Я не мог найти ответы на эти сложные вопросы. Вернее, я находил ответы. Но они были еще хуже вопросов. Ответы были такие:


- Блядь! Блядь, блядь…


Я не мог смириться. Не мог понять. Нет, я бы понял, если бы мою любовь убили достойные форс-мажоры – гнев богов, всемирный потоп, смерть.


- Господи, но почему - изюм?! – вопрошал я у неба.


Я сетовал, я роптал. Но небо молчало. В небе печально летал мой Винтокрылый. Он медленно рисовал в небе круги, как ястреб. И смотрел на меня с высоты, смотрел с неподдельным сочувствием, своими желтыми птичьими глазами.




Только грубый может быть нежным




Прежде в романе нигде не было сказано, и теперь самое время сказать, что все это время у меня была душа. Она была сурова, моя душа, но она была нежна. Мой друг и поэт-декадент Миша Иглин, я расскажу о нем позже, сказал однажды: «Только грубый может быть нежным!».


Душа моя пострадала в результате всего этого. Пострадала сильно.


А потом вдруг стало легко. Легко и свободно. Умерла моя любовь к Зяме.

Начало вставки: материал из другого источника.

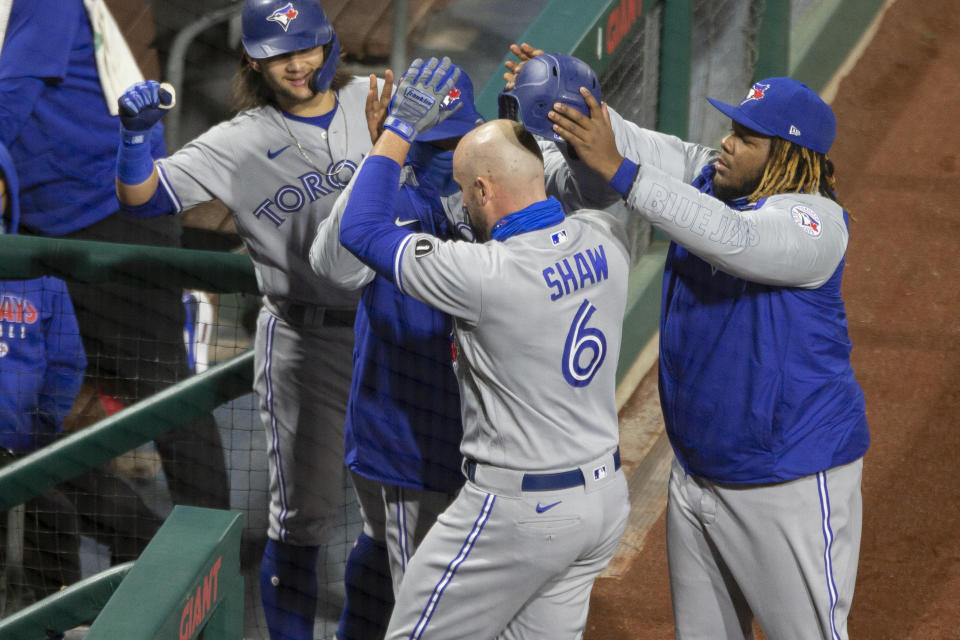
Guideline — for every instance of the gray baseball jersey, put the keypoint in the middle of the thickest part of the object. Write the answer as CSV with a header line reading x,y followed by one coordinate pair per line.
x,y
749,243
280,177
536,319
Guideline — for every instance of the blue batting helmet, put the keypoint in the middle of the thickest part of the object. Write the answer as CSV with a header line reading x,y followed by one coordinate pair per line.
x,y
275,27
542,81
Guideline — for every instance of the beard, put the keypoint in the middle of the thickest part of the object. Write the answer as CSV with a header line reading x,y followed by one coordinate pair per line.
x,y
728,191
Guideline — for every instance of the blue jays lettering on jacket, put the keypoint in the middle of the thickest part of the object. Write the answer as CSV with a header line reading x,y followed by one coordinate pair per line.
x,y
41,355
403,381
755,380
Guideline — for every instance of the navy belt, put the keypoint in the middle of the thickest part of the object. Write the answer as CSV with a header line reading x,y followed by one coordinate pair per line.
x,y
548,481
297,314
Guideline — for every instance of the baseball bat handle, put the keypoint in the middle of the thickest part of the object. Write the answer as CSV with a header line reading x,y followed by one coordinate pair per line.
x,y
166,86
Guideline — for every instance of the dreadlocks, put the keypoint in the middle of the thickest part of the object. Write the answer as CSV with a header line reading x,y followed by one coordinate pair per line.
x,y
795,169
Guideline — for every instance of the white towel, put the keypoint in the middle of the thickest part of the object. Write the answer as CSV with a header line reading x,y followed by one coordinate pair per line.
x,y
116,65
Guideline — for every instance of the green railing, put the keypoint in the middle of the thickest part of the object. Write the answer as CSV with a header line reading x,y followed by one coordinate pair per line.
x,y
186,582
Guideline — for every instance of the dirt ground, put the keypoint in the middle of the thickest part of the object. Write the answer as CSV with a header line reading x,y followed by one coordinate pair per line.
x,y
898,164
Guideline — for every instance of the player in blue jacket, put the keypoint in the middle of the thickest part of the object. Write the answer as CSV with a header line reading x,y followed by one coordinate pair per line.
x,y
403,427
57,126
759,398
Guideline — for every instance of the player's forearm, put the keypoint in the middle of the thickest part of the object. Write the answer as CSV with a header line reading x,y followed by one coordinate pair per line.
x,y
367,229
390,145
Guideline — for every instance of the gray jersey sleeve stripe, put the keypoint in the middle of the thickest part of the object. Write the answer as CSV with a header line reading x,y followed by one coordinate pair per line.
x,y
397,262
165,182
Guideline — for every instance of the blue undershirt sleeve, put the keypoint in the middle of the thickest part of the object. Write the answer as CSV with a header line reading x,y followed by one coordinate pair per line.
x,y
158,205
367,229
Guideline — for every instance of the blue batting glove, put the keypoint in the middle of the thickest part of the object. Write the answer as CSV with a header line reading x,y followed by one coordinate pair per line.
x,y
417,104
143,105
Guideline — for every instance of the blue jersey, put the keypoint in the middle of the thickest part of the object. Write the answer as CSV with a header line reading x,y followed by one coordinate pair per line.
x,y
755,379
403,418
54,120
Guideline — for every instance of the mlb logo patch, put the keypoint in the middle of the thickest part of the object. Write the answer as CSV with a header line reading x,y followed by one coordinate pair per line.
x,y
284,15
450,100
807,218
756,92
422,248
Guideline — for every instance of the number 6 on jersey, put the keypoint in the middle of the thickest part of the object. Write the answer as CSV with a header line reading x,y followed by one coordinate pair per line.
x,y
581,339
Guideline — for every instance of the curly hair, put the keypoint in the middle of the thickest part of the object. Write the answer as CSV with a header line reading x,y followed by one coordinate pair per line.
x,y
795,169
248,89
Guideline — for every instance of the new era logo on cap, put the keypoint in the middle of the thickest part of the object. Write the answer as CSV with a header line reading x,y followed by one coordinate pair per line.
x,y
450,100
785,108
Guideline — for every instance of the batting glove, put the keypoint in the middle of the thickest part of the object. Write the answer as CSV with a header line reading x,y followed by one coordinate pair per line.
x,y
143,105
417,104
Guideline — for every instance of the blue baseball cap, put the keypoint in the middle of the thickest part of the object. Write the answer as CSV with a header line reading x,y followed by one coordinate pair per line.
x,y
785,108
462,121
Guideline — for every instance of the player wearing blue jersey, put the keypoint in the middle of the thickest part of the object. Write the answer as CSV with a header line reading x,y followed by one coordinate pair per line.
x,y
759,398
42,363
403,429
57,125
278,166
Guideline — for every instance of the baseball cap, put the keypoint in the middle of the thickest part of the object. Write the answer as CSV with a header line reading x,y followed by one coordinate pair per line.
x,y
462,121
785,108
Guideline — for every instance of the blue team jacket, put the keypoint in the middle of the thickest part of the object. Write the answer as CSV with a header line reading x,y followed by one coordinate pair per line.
x,y
403,422
41,355
756,384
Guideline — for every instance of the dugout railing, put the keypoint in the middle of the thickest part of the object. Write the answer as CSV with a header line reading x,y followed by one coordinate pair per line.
x,y
653,57
186,583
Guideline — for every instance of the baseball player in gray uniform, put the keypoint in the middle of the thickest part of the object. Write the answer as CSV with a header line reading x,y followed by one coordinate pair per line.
x,y
538,309
760,402
279,166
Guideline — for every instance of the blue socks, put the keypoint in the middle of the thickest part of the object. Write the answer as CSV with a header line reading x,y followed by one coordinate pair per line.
x,y
369,591
288,589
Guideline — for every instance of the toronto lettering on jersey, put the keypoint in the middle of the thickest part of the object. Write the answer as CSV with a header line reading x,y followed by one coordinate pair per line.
x,y
290,198
582,269
689,214
200,604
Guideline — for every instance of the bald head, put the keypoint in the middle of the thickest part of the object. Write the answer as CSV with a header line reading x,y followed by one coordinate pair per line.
x,y
502,162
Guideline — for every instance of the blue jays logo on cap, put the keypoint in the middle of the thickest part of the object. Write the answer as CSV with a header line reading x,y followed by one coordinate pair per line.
x,y
785,108
807,218
756,92
284,15
450,100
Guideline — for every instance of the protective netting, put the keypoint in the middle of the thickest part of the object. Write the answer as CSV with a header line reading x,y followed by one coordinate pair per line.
x,y
631,82
722,59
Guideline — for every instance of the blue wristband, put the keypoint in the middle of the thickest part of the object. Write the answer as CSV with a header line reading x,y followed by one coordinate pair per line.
x,y
623,179
134,160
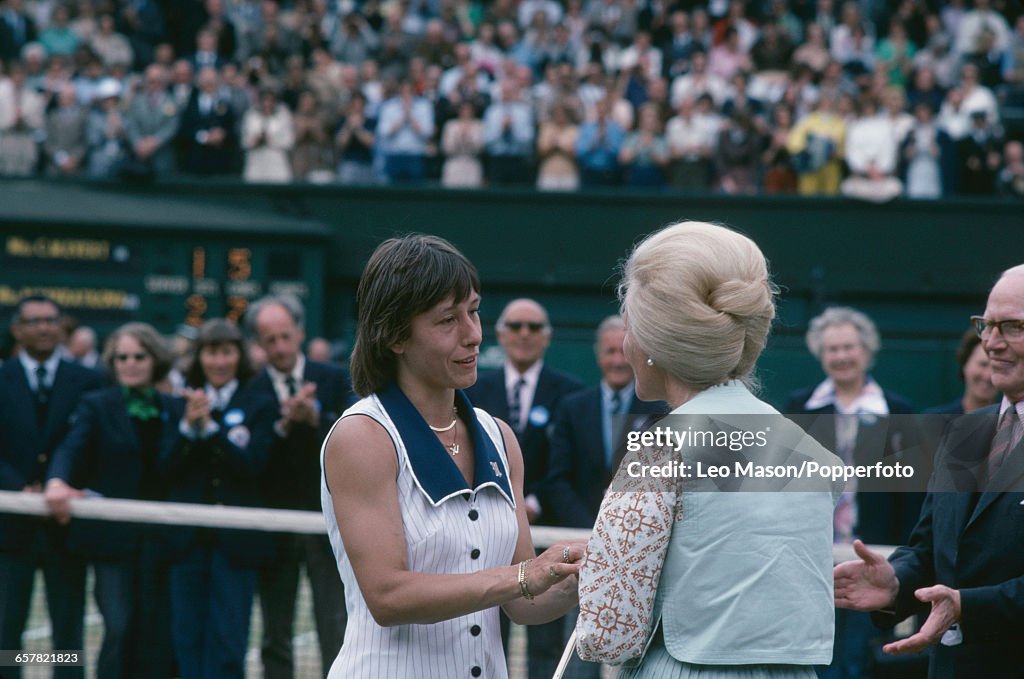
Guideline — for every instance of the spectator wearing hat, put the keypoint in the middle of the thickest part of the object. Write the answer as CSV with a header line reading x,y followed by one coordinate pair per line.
x,y
105,132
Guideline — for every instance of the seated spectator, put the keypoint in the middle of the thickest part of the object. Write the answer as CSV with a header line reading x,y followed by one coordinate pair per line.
x,y
925,88
1013,66
980,19
679,45
22,110
644,155
925,156
112,47
773,51
354,42
311,154
870,155
895,53
208,135
462,142
508,136
354,144
976,95
58,38
816,147
1011,178
66,144
691,139
267,136
597,147
641,52
737,154
105,132
980,156
206,54
698,81
779,176
404,126
814,52
151,125
556,151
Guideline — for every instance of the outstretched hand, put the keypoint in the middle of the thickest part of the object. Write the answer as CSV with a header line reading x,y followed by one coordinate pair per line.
x,y
945,611
867,584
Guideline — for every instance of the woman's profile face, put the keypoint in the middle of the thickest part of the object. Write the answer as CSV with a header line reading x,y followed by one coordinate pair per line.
x,y
132,364
978,376
443,345
219,363
843,354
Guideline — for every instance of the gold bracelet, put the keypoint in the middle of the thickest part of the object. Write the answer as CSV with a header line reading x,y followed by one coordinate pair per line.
x,y
522,580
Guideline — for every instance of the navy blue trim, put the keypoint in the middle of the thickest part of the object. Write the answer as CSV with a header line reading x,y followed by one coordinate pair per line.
x,y
436,473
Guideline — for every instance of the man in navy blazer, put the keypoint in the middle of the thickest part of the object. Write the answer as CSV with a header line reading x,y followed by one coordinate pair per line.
x,y
309,396
524,333
964,558
525,393
590,430
39,391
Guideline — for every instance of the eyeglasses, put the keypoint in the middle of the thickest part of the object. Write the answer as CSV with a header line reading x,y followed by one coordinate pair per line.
x,y
124,357
1012,329
531,326
40,321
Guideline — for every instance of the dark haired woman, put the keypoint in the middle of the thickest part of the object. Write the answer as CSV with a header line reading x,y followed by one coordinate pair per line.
x,y
422,494
112,450
224,443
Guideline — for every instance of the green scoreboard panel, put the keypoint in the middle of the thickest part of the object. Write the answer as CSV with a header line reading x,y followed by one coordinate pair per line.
x,y
108,276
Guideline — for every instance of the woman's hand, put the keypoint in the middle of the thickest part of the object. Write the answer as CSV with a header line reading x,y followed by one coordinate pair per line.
x,y
554,565
58,496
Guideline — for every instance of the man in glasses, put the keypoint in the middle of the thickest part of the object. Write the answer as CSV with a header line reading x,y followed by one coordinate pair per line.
x,y
525,393
38,394
965,559
310,396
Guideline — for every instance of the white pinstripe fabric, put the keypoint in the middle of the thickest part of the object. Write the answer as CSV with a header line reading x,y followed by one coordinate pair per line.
x,y
439,540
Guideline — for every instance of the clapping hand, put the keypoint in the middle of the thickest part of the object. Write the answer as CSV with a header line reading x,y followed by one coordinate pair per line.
x,y
197,409
945,611
867,584
301,409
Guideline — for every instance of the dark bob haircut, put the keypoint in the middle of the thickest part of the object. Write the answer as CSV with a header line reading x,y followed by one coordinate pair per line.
x,y
152,343
213,333
403,278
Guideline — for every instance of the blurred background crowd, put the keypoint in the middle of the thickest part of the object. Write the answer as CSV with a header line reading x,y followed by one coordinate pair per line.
x,y
866,97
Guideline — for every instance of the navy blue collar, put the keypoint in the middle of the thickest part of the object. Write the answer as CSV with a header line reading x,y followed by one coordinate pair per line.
x,y
433,469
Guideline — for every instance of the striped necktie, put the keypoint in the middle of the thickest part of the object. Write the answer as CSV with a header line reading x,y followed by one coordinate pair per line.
x,y
515,406
1008,435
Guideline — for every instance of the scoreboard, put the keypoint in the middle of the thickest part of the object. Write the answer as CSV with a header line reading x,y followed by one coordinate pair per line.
x,y
104,276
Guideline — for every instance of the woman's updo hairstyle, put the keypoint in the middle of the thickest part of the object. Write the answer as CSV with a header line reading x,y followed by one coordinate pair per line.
x,y
698,300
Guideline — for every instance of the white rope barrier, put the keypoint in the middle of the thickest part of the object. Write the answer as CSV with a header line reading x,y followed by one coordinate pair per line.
x,y
286,520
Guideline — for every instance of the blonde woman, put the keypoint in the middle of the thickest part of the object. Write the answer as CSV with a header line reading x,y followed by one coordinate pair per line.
x,y
745,588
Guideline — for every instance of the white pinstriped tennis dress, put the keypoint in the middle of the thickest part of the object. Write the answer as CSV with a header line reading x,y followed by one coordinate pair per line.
x,y
450,528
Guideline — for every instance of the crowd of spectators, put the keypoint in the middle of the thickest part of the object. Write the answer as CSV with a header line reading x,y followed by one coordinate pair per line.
x,y
867,97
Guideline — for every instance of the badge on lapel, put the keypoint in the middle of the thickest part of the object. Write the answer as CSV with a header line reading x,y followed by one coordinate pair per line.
x,y
239,435
539,416
235,417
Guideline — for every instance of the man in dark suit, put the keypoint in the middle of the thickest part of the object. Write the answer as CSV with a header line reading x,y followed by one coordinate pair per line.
x,y
525,393
589,435
207,131
964,558
38,393
587,444
310,396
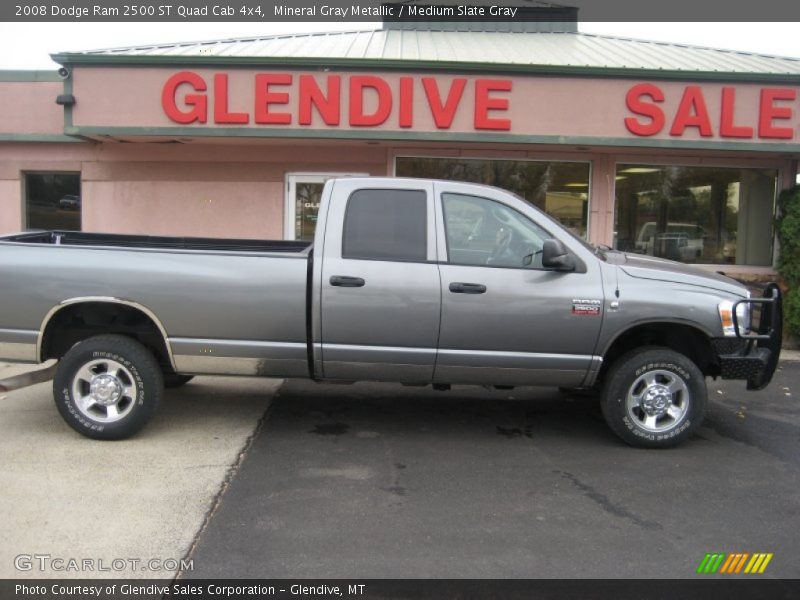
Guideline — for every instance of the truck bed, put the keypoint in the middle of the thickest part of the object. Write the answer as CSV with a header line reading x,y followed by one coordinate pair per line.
x,y
78,238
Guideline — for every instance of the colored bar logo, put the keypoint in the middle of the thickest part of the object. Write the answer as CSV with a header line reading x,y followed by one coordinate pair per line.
x,y
734,563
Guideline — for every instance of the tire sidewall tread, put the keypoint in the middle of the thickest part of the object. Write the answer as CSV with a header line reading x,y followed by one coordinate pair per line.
x,y
622,375
136,358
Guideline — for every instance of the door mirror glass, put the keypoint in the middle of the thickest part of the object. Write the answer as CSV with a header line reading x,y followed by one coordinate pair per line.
x,y
556,256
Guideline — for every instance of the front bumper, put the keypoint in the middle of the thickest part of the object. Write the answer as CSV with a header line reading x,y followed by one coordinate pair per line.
x,y
754,356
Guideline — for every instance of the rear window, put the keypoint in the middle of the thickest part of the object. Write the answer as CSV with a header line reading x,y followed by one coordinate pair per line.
x,y
386,225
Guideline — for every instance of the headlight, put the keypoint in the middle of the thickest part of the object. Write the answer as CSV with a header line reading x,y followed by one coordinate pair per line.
x,y
742,316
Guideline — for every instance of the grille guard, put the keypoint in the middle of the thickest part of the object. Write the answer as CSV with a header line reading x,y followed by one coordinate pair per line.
x,y
769,335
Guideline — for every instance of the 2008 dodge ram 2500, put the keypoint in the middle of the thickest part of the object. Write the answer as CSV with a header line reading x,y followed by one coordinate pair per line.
x,y
408,280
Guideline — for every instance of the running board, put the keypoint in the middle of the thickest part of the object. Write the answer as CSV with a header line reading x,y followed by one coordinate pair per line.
x,y
17,382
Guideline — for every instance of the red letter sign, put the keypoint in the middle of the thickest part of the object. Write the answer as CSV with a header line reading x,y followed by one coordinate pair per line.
x,y
406,117
221,114
198,102
726,125
311,95
264,98
769,112
635,104
692,112
443,114
358,83
484,102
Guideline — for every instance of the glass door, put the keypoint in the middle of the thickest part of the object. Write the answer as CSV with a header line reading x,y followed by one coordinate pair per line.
x,y
303,193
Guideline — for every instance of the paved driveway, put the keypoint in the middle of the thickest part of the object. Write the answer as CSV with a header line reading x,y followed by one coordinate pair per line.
x,y
67,497
385,481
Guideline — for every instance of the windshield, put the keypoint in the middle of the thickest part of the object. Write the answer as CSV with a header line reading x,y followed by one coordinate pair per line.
x,y
599,251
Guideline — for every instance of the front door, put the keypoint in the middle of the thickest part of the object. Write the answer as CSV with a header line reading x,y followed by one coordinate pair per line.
x,y
505,322
381,298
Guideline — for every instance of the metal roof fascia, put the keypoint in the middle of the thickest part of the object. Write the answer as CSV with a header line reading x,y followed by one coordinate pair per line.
x,y
423,65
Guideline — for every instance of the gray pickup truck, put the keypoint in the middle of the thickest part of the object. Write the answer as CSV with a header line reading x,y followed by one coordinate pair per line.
x,y
408,280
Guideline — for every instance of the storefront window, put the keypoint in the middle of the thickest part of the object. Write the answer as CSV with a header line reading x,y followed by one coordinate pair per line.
x,y
707,215
53,201
561,189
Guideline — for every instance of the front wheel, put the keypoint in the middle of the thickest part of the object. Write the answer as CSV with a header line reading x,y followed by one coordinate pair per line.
x,y
654,397
108,387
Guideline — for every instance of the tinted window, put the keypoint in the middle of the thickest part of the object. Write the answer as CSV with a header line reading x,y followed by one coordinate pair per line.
x,y
560,189
480,231
386,225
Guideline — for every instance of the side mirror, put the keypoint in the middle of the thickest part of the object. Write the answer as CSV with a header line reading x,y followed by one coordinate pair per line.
x,y
556,256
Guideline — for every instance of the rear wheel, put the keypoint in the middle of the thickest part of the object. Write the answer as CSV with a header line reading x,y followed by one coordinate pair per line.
x,y
654,397
108,387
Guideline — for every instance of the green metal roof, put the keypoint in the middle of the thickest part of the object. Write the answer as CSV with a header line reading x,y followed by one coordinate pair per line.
x,y
557,52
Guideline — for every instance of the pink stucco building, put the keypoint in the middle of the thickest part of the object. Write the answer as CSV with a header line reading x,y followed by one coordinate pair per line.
x,y
653,148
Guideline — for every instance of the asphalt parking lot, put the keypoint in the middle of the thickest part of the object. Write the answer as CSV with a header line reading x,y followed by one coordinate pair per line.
x,y
365,481
381,481
68,497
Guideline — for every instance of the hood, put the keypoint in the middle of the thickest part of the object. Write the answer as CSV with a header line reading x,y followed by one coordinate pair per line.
x,y
659,269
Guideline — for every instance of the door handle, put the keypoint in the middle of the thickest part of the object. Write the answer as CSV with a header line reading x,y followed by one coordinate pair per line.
x,y
345,281
467,288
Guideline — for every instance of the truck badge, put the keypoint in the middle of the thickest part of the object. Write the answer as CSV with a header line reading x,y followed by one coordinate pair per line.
x,y
584,306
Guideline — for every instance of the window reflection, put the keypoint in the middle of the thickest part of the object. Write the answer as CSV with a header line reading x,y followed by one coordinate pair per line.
x,y
53,201
696,214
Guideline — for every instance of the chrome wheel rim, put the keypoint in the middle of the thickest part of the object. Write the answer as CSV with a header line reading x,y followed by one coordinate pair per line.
x,y
658,400
104,390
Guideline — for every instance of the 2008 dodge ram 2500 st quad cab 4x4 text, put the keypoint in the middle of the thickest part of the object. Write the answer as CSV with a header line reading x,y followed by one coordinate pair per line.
x,y
408,280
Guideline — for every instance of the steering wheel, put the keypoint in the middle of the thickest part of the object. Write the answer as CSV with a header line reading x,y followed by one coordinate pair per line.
x,y
504,239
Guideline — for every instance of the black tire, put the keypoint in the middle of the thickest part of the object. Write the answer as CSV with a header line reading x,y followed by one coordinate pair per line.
x,y
131,373
634,421
173,380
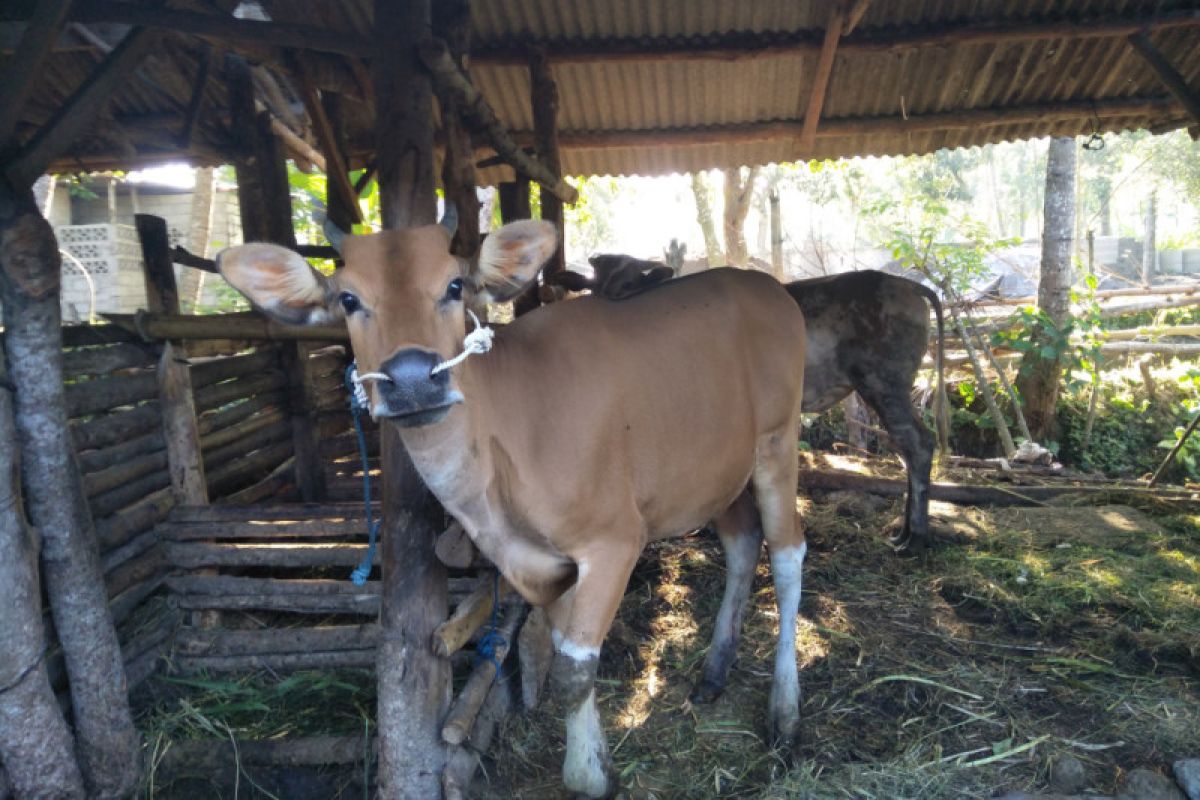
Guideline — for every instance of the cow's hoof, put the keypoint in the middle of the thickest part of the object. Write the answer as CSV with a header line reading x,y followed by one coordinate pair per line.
x,y
706,691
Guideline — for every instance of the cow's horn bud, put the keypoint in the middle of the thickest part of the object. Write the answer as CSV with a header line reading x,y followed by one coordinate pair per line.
x,y
450,218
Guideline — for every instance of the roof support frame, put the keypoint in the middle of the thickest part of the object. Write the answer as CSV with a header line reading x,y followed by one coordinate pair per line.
x,y
1167,73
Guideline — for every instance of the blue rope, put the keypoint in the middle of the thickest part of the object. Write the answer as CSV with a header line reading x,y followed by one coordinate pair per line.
x,y
357,408
492,641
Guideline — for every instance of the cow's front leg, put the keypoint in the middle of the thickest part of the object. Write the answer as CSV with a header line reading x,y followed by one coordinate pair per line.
x,y
581,620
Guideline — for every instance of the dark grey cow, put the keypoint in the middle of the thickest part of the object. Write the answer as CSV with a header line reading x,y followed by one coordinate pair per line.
x,y
868,332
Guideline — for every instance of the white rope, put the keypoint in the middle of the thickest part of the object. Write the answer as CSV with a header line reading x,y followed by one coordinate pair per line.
x,y
478,341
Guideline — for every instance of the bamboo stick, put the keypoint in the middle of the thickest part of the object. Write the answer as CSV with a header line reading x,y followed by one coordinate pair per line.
x,y
451,635
466,707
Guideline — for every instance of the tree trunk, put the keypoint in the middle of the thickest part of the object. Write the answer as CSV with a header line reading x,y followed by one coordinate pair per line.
x,y
191,281
108,745
1149,247
703,194
1041,376
738,194
35,744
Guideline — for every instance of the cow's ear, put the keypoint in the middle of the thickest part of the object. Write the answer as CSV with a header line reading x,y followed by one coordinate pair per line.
x,y
511,257
569,280
279,282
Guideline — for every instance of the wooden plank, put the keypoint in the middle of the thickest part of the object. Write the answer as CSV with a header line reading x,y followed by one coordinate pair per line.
x,y
191,555
191,643
821,80
306,529
79,112
295,511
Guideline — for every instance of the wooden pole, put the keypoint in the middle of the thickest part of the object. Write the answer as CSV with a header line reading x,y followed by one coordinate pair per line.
x,y
414,683
175,397
35,744
106,740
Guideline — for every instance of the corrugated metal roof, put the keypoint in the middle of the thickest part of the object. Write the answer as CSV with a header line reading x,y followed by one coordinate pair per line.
x,y
646,115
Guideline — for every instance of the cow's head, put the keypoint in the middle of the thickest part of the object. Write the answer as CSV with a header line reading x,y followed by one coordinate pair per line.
x,y
402,295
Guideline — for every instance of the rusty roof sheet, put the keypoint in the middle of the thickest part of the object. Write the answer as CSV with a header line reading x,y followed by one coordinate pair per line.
x,y
661,110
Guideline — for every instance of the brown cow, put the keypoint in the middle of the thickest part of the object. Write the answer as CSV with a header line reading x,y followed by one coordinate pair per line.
x,y
589,429
868,332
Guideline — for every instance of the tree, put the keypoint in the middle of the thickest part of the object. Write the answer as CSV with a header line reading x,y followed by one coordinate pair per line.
x,y
1042,366
738,196
703,194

Вернее, нет, умерла она раньше. Когда я пел колыбельную больному Максимке. Да, тогда она умерла. Когда кто-то умирает, больно. А потом – это видел каждый, кто видел в жизни хоть одни похороны близкого – наступает момент, когда хочется освободиться от этой скорби. Слишком много уже скорби, нельзя уже терпеть. И когда видишь, как последний камень упал на могилу, приходит освобождение – от скорби. Вот почему, неся покойника на кладбище, люди плачут, а, идя с кладбища назад – смеются. Это естественный цикл вещей.


Вот и я шел с кладбища. Я закопал свою любовь. И я улыбался. Мне больше не было больно, и даже не было жаль.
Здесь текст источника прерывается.